In reading your message, though realizing you share a child with this man, I kept thinking, 'this marriage seems to be over; why is she staying in it?'

And I believe in marriage.  I believe the most dysfunctional marriage can be brought back to a balanced, mutually satisfying relationship.  But one of the partners has to be willing to stay and work on self.

All through your letter I sense an unwillingness to even try to empathize with, and learn to love again, this man.  And you are economically independent; you have your own house; you have your  career.  I interpreted all this to mean you were saying you don't need this man; that he brings only stress into your life; that you don't even want to be exposing yourself and your children to all this stress.

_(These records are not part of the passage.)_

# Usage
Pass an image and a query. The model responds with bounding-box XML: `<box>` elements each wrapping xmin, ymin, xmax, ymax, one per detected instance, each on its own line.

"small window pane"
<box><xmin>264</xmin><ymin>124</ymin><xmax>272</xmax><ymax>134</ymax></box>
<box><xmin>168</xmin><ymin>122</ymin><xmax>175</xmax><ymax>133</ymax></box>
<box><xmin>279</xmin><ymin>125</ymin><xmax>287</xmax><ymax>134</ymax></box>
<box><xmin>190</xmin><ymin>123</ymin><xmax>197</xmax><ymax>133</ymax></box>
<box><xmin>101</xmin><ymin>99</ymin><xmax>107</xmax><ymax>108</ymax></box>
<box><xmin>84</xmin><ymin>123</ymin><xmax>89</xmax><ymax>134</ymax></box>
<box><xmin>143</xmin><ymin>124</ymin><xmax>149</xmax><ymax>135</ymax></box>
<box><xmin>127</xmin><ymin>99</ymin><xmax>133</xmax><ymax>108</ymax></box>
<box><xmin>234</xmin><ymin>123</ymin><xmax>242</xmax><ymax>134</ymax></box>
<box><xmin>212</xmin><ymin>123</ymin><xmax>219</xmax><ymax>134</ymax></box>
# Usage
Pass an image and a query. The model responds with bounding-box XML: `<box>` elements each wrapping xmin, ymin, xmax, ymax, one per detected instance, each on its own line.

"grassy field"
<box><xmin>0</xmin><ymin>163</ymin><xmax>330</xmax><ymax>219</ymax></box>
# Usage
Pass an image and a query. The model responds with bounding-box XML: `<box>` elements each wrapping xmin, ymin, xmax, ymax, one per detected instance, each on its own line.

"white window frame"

But then one of your children is his.  She is the only link holding you and your husband together.  Further, the children have been together for quite a while.  I wonder how they would be affected if you go the way your emotions are pulling you.

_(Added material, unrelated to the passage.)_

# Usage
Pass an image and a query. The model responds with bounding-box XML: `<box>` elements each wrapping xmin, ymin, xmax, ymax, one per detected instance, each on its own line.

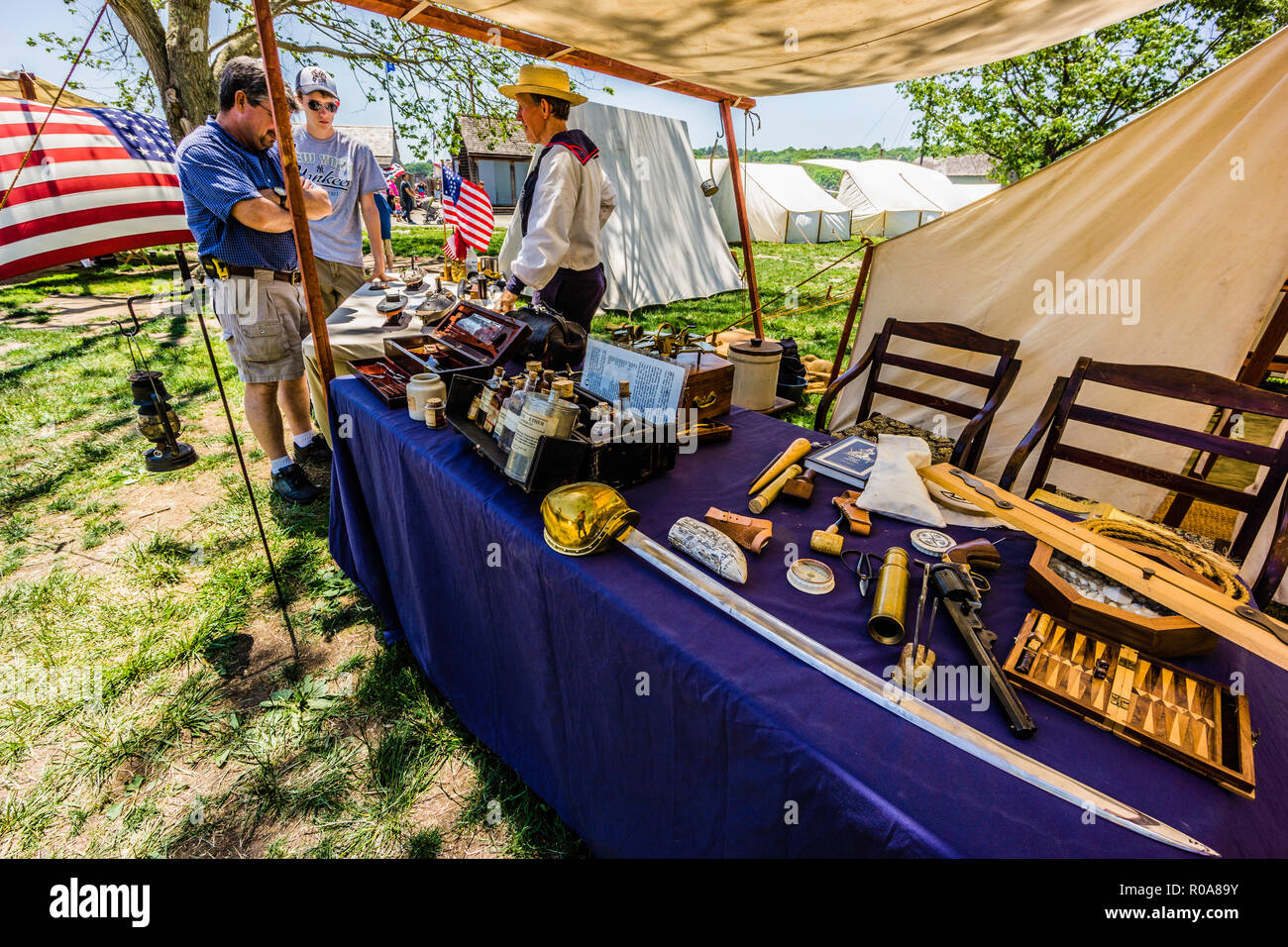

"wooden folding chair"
<box><xmin>999</xmin><ymin>359</ymin><xmax>1288</xmax><ymax>604</ymax></box>
<box><xmin>814</xmin><ymin>318</ymin><xmax>1021</xmax><ymax>472</ymax></box>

Could this be your reason for dropping that bombshell of a statement, "it's not so easy to "end" everything."?

It seems your husband is willing to love you.  Am I wrong here?  'Seems he is asking for a chance to spend quality time together.  His disrespect won't make it easy for you to give him the reassurance he seems to be asking for.  And you may need to tell him this.

He is coming to you with the way his experience taught him to relate.  You could help him learn a better way.  The time comes, if you are serious about caring for, and nurturing a family, if you are interested in making your home a comfortable, happy place, that you  have to assure your husband that he means everything to you; that no relative or friend would come between both of you.  But I am not sure you are interested in this.  He could change his unpleasant ways if he knows that change would mean acceptance from you.

Why are you shutting the door on a man who seems open to learning to love you?  He may not behave as though he is insecure if he feels assured that you love him as he is.  With your acceptance of your role as mother and wife, your husband could feel so encouraged he could develop into everything you ever wanted in a man.  But you have to be willing to extend yourself; to give him the reassurance he needs.  It is not easy for a man to cope with rejection.  Not easy for a woman; not easy for a man.  Further, it is difficult for him to face the children feeling like he is not good enough for you.

If you would assume responsibility for making this marriage work, you would be lifting stress from yourself, from the children, and from your husband.  Your actions could transform your home space into a happy place.  And today, children feel safe and thankful when their parents make that space called home a comfortable place for everyone.

Have I understood you correctly?  If not, please let me know.